My app involves a user in an ongoing conversation with an AI (using the Assistants API). The user holds a whole bunch of “state-data” which we represent as a big json structure. The AI is able to manipulate this structure through function calls.
I’m trying to understand the best way (in terms of both token use and efficient use of the context window) to pass this “state-data” to the Assistant…
-
The obvious choice is “add it to the prompt”. But my concern is that this will quickly eat up tokens and fill the context window with largely redundant information. Because with each turn of the conversation the AI (ie the underlying transformer) is not only seeing the current state-data, but also the state-data from each past-turn.
-
Currently, we are passing state-data via “additional instructions” - since my understanding is the AI (ie the underlying transformer) will only see one copy of the state-data (instead of one copy per-past-turn of the conversation) - on each turn.
-
We could also send a summarized/truncated state-data in the prompt, and make it queryable via function calls.
Specific questions:
-
I understand that token-billing is somewhat opaque - but I’m trying to get a rough idea here.
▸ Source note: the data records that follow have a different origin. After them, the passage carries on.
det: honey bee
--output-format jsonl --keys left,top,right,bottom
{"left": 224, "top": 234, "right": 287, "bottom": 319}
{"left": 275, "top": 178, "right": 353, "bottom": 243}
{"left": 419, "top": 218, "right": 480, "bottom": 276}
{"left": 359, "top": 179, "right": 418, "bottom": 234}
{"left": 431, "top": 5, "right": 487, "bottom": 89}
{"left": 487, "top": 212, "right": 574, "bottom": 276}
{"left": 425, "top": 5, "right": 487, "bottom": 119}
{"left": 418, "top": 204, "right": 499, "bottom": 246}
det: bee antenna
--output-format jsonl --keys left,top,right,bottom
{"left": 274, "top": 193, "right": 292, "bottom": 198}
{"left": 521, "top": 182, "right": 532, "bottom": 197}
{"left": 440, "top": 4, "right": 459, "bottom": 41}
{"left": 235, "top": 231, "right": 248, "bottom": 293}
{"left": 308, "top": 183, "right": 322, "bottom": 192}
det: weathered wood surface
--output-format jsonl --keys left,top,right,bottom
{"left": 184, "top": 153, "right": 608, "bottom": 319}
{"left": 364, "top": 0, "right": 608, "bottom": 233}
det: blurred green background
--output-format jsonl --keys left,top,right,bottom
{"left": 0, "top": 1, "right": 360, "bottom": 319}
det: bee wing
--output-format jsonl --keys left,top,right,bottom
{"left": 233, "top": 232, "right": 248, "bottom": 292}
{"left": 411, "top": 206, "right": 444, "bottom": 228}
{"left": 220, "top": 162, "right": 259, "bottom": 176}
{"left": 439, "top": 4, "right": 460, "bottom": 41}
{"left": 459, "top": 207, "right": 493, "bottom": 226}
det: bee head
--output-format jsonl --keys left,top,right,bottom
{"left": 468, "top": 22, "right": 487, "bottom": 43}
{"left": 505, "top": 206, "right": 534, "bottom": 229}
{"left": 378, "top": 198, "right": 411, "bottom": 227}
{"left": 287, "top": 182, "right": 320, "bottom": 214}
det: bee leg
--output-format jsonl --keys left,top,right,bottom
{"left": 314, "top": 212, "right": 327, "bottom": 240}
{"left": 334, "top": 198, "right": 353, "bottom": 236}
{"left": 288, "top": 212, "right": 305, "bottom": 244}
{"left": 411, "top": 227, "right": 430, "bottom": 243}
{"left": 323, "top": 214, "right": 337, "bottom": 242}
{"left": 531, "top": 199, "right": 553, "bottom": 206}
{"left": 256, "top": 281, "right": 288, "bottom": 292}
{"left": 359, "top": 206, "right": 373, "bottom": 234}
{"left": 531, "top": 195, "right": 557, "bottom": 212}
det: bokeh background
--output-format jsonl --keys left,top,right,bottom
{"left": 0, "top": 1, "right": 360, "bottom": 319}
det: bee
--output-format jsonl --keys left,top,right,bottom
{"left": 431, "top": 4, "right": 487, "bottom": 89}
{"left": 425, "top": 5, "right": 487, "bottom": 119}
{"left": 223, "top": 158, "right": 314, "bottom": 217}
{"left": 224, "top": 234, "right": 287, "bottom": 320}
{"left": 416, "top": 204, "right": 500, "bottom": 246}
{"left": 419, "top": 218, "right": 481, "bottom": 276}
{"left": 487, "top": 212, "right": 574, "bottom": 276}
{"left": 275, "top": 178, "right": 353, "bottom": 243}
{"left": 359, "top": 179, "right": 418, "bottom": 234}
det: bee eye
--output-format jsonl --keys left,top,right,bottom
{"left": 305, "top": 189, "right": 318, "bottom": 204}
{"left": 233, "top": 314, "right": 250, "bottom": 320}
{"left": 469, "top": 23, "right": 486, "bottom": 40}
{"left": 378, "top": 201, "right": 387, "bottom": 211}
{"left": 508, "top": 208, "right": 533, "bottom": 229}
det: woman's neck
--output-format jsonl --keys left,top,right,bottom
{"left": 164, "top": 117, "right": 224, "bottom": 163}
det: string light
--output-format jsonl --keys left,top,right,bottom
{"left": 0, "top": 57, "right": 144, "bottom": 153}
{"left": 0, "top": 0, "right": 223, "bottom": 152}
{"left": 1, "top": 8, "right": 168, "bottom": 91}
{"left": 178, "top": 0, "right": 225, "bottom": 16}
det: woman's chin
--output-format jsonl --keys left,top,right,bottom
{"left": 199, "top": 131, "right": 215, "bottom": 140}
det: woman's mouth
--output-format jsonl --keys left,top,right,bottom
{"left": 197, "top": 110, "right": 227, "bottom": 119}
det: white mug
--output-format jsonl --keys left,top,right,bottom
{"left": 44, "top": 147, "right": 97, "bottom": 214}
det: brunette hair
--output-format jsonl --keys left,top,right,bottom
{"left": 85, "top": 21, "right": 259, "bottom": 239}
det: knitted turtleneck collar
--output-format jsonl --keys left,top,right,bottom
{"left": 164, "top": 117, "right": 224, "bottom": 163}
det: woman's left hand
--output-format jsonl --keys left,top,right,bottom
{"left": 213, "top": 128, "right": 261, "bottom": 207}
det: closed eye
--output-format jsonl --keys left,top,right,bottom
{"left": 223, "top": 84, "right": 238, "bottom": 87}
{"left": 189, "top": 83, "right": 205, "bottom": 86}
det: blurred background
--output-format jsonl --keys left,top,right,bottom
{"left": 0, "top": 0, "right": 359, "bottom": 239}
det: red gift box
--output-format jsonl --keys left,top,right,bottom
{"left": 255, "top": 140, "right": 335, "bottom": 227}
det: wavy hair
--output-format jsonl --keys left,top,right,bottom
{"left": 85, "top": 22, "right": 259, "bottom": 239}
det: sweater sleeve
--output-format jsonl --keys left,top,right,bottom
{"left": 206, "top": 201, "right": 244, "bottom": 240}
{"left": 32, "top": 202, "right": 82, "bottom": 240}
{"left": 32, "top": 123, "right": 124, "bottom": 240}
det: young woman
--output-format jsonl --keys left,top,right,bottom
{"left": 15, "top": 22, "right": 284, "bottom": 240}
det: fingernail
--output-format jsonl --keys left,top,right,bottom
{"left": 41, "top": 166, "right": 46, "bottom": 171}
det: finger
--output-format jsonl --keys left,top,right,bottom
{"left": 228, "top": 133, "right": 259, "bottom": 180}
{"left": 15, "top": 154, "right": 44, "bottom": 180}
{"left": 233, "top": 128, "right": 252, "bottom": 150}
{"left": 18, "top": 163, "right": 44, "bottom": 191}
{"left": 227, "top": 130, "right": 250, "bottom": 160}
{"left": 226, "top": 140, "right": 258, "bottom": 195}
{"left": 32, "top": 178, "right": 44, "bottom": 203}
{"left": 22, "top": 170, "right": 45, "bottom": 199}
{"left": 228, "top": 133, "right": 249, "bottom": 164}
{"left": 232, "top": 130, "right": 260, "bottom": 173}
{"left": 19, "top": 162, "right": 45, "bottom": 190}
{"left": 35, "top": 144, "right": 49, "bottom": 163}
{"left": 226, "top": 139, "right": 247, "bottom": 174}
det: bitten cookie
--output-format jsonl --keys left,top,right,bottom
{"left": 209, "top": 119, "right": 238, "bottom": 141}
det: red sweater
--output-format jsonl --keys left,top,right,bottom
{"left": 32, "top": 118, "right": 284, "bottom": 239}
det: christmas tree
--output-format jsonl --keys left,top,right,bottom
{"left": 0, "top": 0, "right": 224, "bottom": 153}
Suppose we have a conversation with average message size M, structure size S, T-turns in the conversation, and token limit L. Is my understanding correct that my input token use over the conversation will be
O(min(L, (S+M)*T)*T)
if I put my structure in the prompt but justO(min(L, S+M*T)*T))
if I put it in the additional_instructions? -
Does the underlying transformer actually get the additional instructions on every prompt? I’ve seen people claiming that they are getting ignored.
-
Suppose the model can query a get_data_structure function to get the current structure via a function call. Will the response to that query still be visible to the AI in future turns of the conversation?